Gods of Jade and Shadow(28)



“Truly? I was beginning to doubt it.”

“I would not wish you as my enemy.”

“Swear to return my property and I will consider you blameless.”

Although Casiopea had been awed by Hun-Kamé when he appeared before her, and although she had been frightened too, she had not understood the whole extent of him. It was only watching the gods speak that she realized the weather god was intimidated, and she began to wonder about Hun-Kamé’s nature and his might.

Death, she walked next to Death, and Death wore the face of a man. So she spoke to Death like a man, raised her voice to him, she might even defy him, but of course he was no man. She’d seen drawings of Death in dusty books. It was depicted as a skeleton, its vertebra exposed, black spots on its body symbolizing corruption. That Death and Hun-Kamé seemed entirely different from each other, but now she realized they could be the same.

She glimpsed, for the very first time, the naked skull beneath the flesh. And if a god feared Death, should she not fear him too, rather than share oranges and conversation with him?

“I swear by air and water, and by the earth and fire too, if need be. Let me go and I’ll hand it over,” Juan said.
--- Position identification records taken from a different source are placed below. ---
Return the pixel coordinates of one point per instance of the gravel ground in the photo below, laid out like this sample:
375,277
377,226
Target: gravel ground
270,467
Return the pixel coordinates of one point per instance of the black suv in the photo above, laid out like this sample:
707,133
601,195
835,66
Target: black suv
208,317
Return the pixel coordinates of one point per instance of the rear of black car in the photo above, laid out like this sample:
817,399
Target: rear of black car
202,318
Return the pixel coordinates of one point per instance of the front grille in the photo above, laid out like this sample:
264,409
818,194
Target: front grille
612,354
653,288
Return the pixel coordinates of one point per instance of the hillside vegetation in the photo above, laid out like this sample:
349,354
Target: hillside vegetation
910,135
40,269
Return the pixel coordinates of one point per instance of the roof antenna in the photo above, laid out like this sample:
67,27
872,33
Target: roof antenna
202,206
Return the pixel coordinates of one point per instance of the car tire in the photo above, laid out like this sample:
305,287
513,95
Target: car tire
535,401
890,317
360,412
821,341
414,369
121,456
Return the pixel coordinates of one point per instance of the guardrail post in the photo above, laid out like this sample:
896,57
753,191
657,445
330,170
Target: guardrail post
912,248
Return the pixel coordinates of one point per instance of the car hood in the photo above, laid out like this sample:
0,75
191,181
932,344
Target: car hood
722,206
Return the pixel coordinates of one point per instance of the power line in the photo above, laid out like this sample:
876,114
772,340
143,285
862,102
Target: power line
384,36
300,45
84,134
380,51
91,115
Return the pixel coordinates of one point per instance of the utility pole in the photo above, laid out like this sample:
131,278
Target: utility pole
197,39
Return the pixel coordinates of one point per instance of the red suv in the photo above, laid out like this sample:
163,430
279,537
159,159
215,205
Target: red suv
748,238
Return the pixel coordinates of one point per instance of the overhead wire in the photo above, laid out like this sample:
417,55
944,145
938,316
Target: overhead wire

The frost now covered his whole chest and had worked itself up to his neck, turning his voice into a whisper, but Hun-Kamé spoke a word and the ice crystals melted off, though a chill infected the air.

He loosened the rope around the Mam’s hands and the god, in turn, reached into his pocket and took out a wooden box, inlaid with iridescent mother of pearl. Hun-Kamé opened it. In it lay a human ear, perfectly preserved. Hun-Kamé pressed it against his head, cupping it in place, and when he drew away his hand the missing ear was attached to his flesh, as if it had not been cut off.

Hun-Kamé inclined his head at the other god, gracious.

“I will assume you remain my beloved cousin, then,” Juan said, rubbing his hands together, “and that I may be allowed to leave now.”

“Go. Enjoy the night.”

The Mam nodded, but now that the frost had melted he quirked a mischievous eyebrow at them.

“I might enjoy the night better if I’d had a chance to taste the sweetness of your pretty girl. Would you not let her dance with me?” the god asked, turning his sly eyes toward Casiopea. “How I love mortal women, you know that, and since we are friends again, it would be a nice gesture to grant me this one to warm me up. I think we both agree I could use some warming up after—”

“Oh, I’ll slap you twice if you even think it,” she declared.

“I like a good slap now and then. Come here,” he said, holding his palm upward and crooking his finger at her.

The death god stood stiff as a spear, and his hand fell upon Casiopea’s shoulder. “Look elsewhere for diversions,” Hun-Kamé said drily. “And apologize to the lady for being crude tonight.”

“How prickly you are! I was trying to be friendly, but instead I’ll be off, then. There is no point in offending Death and his handmaiden any further. My apologies, miss. Be well, cousin.”

The weather god took out a cigarette and he lit it, chuckling as he walked down the alley and disappeared from sight, heading back toward the music and the raucous crowds. The night grew warmer, again the ordinary tropical night of the port, and Hun-Kamé lifted his hand from her shoulder.

“Thank you,” she told him.

“You should not thank me for such small things,” he replied.

Casiopea supposed he was correct, since he needed her and if he had stood up for her, it was because she was valuable to him. Nevertheless she considered it a nice gesture. No one had ever defended her when Martín bothered her, and she could not help but to feel grateful and to look kindly at him. Thus, minutes after she thought she might want to fear him, be wary of him, she was again forgetting his true nature and seeing a man.

“Lady Tun, if you’ll come with me, we have work to do,” Hun-Kamé said, heading in the opposite direction from the one the Mam had taken.

“What kind of work?”

“Now that I have my ear back I can listen to the voices of the psychopomp and the dead. Let us find a proper crossroad.”

“I don’t know what you mean.”

“You shall see,” he said.





They walked away from the downtown area, the crowds growing thinner until there were only a few people around them, then none. They walked for a long time. The white houses on each side of the street were silent as tombs. The silver in their costumes caught a ray of light here and there, like a stray spark.

They reached a crossroad. There were no more houses, not a single lonely shack on the side of the road, only the narrow path they’d been following. Casiopea glanced up at the stars, looking for Xaman Ek, which the Europeans called Polaris. This star was the symbol of the god with the monkey head, to whom the resin of the copal tree is offered at the side of the road. She wondered if he was as real as Hun-Kamé, and whether he truly had the head of an animal.

A moth flew by, and Hun-Kamé stretched out his hand, as if calling for it. The moth obeyed him, gently settling upon his palm, and he closed his fingers, crushing it. Had Hun-Kamé been mortal, he would have needed a more substantial sacrifice—a dog would have been suitable—to engage in this sorcery of the night. But since he was a god, and a god who had regained his lost ear and with it a smidgen of his magic, the moth sufficed.